Interesting account of a real insider job. Working out what could have been done to prevent, detect or recover from this is an interesting exercise.
Isolated Networks in the Cloud – SensorFu
“Because they don’t work like traditional networks, with switches and routers, there are nuances in each platform that must be taken into account”
This is an interesting review of networking in the cloud. It’s useful to be reminded that cloud networks aren’t like real world networks and as such certain traditional principles and patterns might not be appropriate
The crooked timber of humanity
“The scam was only uncovered in 1836, when the crooked operator in Tours fell ill and revealed all to a friend, who he hoped would take his place”

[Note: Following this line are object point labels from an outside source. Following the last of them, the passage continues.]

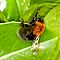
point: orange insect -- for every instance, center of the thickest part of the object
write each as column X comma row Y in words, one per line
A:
column 32, row 29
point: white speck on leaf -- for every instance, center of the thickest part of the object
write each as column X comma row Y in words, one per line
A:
column 2, row 5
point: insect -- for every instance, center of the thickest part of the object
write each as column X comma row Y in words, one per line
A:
column 35, row 27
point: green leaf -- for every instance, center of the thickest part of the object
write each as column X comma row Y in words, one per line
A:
column 42, row 8
column 11, row 11
column 9, row 40
column 3, row 18
column 46, row 49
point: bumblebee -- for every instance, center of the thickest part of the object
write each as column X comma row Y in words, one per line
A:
column 35, row 27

Collusion is much harder than an individual insider or attacker. Personnel controls like enforced holiday or role rotation can deter and reveal insider threats. Also I didn’t realise how close Terry Pratchet’s clacks system was to reality!

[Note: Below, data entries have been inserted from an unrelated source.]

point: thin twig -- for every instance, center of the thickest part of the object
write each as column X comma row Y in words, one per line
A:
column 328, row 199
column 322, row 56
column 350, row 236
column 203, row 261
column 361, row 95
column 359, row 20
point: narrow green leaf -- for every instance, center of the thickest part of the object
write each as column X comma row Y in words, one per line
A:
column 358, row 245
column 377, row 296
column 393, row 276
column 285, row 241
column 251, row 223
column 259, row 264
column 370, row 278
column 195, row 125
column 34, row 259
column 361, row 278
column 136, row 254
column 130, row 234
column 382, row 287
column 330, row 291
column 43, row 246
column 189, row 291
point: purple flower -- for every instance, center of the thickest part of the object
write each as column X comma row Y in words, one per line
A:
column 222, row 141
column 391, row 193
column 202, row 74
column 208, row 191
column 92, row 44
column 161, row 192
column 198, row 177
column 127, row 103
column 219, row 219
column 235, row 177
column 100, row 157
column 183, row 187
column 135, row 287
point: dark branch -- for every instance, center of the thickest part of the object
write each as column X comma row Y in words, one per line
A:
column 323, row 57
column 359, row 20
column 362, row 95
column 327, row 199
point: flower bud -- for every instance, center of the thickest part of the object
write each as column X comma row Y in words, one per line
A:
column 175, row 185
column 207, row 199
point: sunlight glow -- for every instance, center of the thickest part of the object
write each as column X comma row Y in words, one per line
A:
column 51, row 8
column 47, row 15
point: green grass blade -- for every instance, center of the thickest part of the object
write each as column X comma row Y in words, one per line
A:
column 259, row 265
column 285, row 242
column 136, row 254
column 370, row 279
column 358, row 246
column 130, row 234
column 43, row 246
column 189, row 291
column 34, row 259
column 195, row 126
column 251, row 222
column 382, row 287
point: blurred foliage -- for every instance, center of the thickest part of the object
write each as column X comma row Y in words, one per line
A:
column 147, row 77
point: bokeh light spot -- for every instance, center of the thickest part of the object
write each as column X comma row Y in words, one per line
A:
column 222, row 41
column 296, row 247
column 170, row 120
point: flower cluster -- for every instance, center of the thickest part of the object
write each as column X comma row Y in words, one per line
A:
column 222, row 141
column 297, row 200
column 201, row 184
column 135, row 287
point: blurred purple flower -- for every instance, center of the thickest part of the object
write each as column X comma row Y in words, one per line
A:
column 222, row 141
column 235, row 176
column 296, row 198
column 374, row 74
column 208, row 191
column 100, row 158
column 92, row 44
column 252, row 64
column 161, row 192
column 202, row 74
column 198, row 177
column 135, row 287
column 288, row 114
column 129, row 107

VPNHUB - a free VPN from the company behind pornhub
“What do you get with premium? You get no more ads, a faster connection and you can choose from a wide range of countries.”
A free VPN for mobile use, with unlimited bandwidth is interesting. This makes sense for pornhub, especially with increasing monitoring of adult browsing. But the “no more ads” makes me curious what they are actually doing with the connection. A quick test and I can't see anything obvious going on with adverts, which makes me doubly curious.
GitHub - fireeye/GeoLogonalyzer: GeoLogonalyzer is a utility to analyze remote access logs for anomalies such as travel feasibility and data center sources.
This is a cute tool for analysing your vpn logs for anomalous behaviour, such as a user logging in from different remote locations faster than is humanly possible to travel between them
Delivery-driven Government
As well as believing this in the large, how government policy can be shaped, this works for me in the small when we talk about security policies in organisations. Are those policies based on user needs? Do they help the users do the right thing? If your end user device policy doesn’t take account of how real users use the devices in the real world, your users will just work around those policies.
The detection of faked identity using unexpected questions and mouse dynamics
“While truth-tellers respond automatically to unexpected questions, liars have to “build” and verify their responses. This lack of automaticity is reflected in the mouse movements used to record the responses as well as in the number of errors”
This is interesting research for detecting fraudulent applications. Would be interesting to see good data on false positive rates, and anyone using similar heuristics to input into their fraud engines
The state of cybersecurity at financial institutions
An interesting insight into the role of CISOs, and cyber security at financial organisations. Interesting, if slightly predictable that the focus is on operational security, primarily in IT, rather than any focus on building security in, on security engineering and proactive security approaches.
Troy Hunt: Subresource Integrity and Upgrade-Insecure-Requests are Now Supported in Microsoft Edge
“SRI and Upgrade-Insecure-Requests are supported across all the major browsers - just do it!”
Says it all really
Do Not Sell My Personal Information: California Eyes Data Privacy Measure
“Brookman predicts many companies will implement the same standards nationally. "Most companies aren't going to try to configure their systems to guess when an IP address is based in California," he says. "They'll say, 'You know what, this isn't that hard to do. We're just going to do it for the entire country.' "”
I think his optimism is a little strong but nevertheless it will be interesting to see what happens if California does pass some data protection legislation
Five real things about security in agile
“I have learnt to take a very harsh default position with anyone with “security” in their name – you have about 3 interactions to demonstrate that you’re there to actually explain security and help deliver before you’re mentally tarred with the “enterprise” brush of doom.”
Dan has done agile security at one of the biggest and hardest programmes in the uk government. His insight here into what works and what you should be doing is invaluable and well worth reading.
VPNFilter EXIF to C2 mechanism analysed - Securelist
More info on vpnfilter, in particular how the C2 is addresses are actually encoded in the images that it can download.